A psicóloga Amy Cuddy, 40, ensina liderança e negociação na Harvard Business School (EUA). E estuda o aspecto menos óbvio das relações profissionais: a comunicação não verbal.
Cuddy pesquisa como a linguagem corporal afeta a carreira e investiga de que forma as posturas podem causar mudanças comportamentais e fisiológicas profundas. A psicóloga, que atualmente estuda a relação entre liderança e níveis de cortisol, fala sobre seu trabalho nesta entrevista à Folha.
Folha - Por que a sra. resolveu investigar posturas de poder?
Amy Cuddy - Observando meus alunos percebi uma relação entre as posturas e sua participação nas aulas. Os que mostravam poses poderosas participavam mais e tinham melhores notas. Resolvi testar se o desempenho dos alunos mais retraídos poderia ser influenciado por meio das posturas corporais.
Folha - Qual é a relação entre postu ras e hormônios?
Amy Cuddy - Estudos mostram que quem assume a liderança de um grupo muda seu perfil hormonal: produz mais testosterona e menos cortisol. Sabemos que esses hormônios mudam conforme situações exteriores: se você fica parado no trânsito, o cortisol sobe; se você vai competir, a testosterona aumenta, mas, se perder, os níveis desse hormônio baixam. Nessas situações, as posturas corporais também são afetadas. Resolvemos pesquisar se o caminho inverso era possível: usar a organização do corpo para mudar as reações fisiológicas e comportamentais às situações estressantes.
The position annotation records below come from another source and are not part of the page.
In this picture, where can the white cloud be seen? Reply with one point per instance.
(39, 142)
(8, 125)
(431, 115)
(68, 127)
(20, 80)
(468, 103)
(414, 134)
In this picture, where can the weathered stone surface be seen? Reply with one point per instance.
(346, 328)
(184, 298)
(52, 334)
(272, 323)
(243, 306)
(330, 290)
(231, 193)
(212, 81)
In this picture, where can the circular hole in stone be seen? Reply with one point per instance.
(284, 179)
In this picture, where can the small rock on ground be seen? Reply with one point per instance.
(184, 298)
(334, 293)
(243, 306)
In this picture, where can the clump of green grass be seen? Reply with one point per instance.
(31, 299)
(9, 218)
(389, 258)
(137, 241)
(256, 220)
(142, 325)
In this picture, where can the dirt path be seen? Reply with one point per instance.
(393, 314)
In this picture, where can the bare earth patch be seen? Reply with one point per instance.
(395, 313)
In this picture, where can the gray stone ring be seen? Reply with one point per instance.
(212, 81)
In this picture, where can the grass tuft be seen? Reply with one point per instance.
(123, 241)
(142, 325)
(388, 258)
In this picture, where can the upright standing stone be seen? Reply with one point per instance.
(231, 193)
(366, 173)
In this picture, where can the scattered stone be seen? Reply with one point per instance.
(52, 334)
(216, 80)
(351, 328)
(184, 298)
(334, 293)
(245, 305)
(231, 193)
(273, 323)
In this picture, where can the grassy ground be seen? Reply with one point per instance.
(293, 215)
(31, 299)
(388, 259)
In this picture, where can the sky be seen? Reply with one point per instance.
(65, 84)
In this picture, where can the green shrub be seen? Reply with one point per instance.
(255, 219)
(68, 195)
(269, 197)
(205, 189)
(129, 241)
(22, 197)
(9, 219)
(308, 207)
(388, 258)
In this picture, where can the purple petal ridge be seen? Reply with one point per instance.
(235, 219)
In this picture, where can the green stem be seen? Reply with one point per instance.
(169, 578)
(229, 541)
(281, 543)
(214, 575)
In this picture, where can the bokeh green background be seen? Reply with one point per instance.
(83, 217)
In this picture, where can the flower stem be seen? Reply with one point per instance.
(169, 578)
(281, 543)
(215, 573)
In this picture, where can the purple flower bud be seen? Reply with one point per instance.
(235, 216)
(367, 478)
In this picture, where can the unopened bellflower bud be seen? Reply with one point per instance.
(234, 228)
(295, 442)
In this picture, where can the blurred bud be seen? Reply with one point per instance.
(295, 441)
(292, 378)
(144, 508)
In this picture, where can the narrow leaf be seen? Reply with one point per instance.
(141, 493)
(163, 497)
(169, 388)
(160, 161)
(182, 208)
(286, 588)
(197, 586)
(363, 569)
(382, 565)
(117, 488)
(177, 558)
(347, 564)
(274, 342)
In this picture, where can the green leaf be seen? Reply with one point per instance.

Folha - Há diferenças para homens e mulheres ou para pessoas de diferentes meios sociais?
Amy Cuddy - Na pesquisa, o efeito hormonal foi o mesmo para ambos os sexos e pessoas de diferentes etnias, mas os participantes ficavam sozinhos em uma sala enquanto faziam as poses. É possível que ocorram diferenças quando há interação com outras pessoas, porque temos normas sociais sobre as posturas apropriadas para homens, mulheres, jovens, subalternos.
Folha - Por que o efeito permanece depois que a pessoa deixou de fazer a postura de poder?
Amy Cuddy - Se a pessoa enfrenta um desafio se sentindo confiante e relaxada, passa a mensagem de que tem poder. Os outros percebem a força e reforçam a sensação de confiança, o que sustenta o nível hormonal.
Folha - Em quais situações as mudanças posturais podem ser úteis?
Amy Cuddy - Em entrevistas de trabalho, quando é preciso falar em público ou confrontar um superior ou tomar decisões que envolvem riscos. Tenho recebido mensagens de pessoas que mostram como as aplicações são amplas: desde professores que precisam enfrentar uma classe de alunos muito agressivos até uma idosa que vai a uma consulta e tem medo de fazer perguntas ao médico.
Folha - A sra. se considera uma pes soa poderosa?
Amy Cuddy - Tenho autoconfiança, mas nem sempre foi assim. No começo da carreira, fingia estar confiante. Se você faz pose de poderosa, mesmo fingindo, ganha esse poder de verdade.